Compteur d’entrées

(illustration : un portique qui compte ceux qui le franchissent, par Fanny Tobia, à l’école supérieure d’art du Havre)

Témoignage de Jen Gé, sur Facebook :

Il y a quelques jours dans une enseigne de vêtements. Pendant que j’essaie un jean, ma mère, qui a fini ses essayages, sort dans la rue avec le chien qui commence à en avoir marre. Puis revient jeter un œil, puis ressort. Et ne peut plus entrer, car la jeune gérante (pardon, la « représentante ») lui demande de ne plus passer la porte. En effet, il y a un capteur qui compte les entrées et les sorties. Et les corrèle au nombre de ventes. Et remonte les chiffres à la maison-mère. Pour booster la motivation des vendeuses à améliorer leurs résultats. La gérante (pardon, « représentante ») trouve ça très bien, « ça évite de se ramollir et de se reposer sur ses lauriers ! ». « C’est comme ça dans toutes les grandes enseignes maintenant ! »

Belle illustration de la manière dont un outil d’évaluation altère l’objet qu’il est censé évaluer.

3 réflexions au sujet de « Compteur d’entrées »

  1. J’ai découvert l’existence de ces compteurs optiques dans une rue commerçante. J’ai remarqué que les vendeuses s’accroupissaient pour entrer et sortir de leur boutique.

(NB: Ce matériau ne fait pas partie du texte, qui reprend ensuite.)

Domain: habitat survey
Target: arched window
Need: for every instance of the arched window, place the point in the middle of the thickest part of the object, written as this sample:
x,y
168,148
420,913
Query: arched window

Je présume que c’est pour passer sous l’œil du capteur et ne pas fausser les chiffres. Le réflexe de la génuflexion à l’entrée du magasin leur est devenu naturel, et j’avoue ne plus y prêter attention.

  2. Ce n’est en rien un outil d’évaluation, c’est un outil conçu spécifiquement pour mettre la pression sur le personnel…
    Croire que celle ci ne serait qu’un effet de bord d’un outil d’évaluation c’est au mieux de la naïveté…

  3. Je me souviens d’une visite à la bibliothèque de l’école (une école de bibliothécaire, justement). Le responsable nous a parlé du compteur à l’entrée, bonne vieille pratique en bibliothèque pour nourrir le mythe de l’évaluation par les féti… euh, par les chiffres. Et en rigolant, il nous a dit d’entrer et sortir plusieurs fois de suite, pour gonfler les chiffres de la fréquentation.

    Du coup, c’est devenu une habitude d’ajouter des décomptes avec le doigts à chaque fois qu’on passait par-là. 🙂

    Dans

    SUPIOT, Alain, 2015. La gouvernance par les nombres: cours au Collège de France (2012-2014). Nantes] : [Paris : Institut d’études avancées de Nantes ; Fayard. Poids et mesures du monde. ISBN 978-2-213-68109-2.

    il y a l’idée que dès qu’on cherche à mesurer de manière chiffrée des choses dans un système où il y a de l’humain, alors on induit logiquement des pratiques de détournement du système, voire de triche.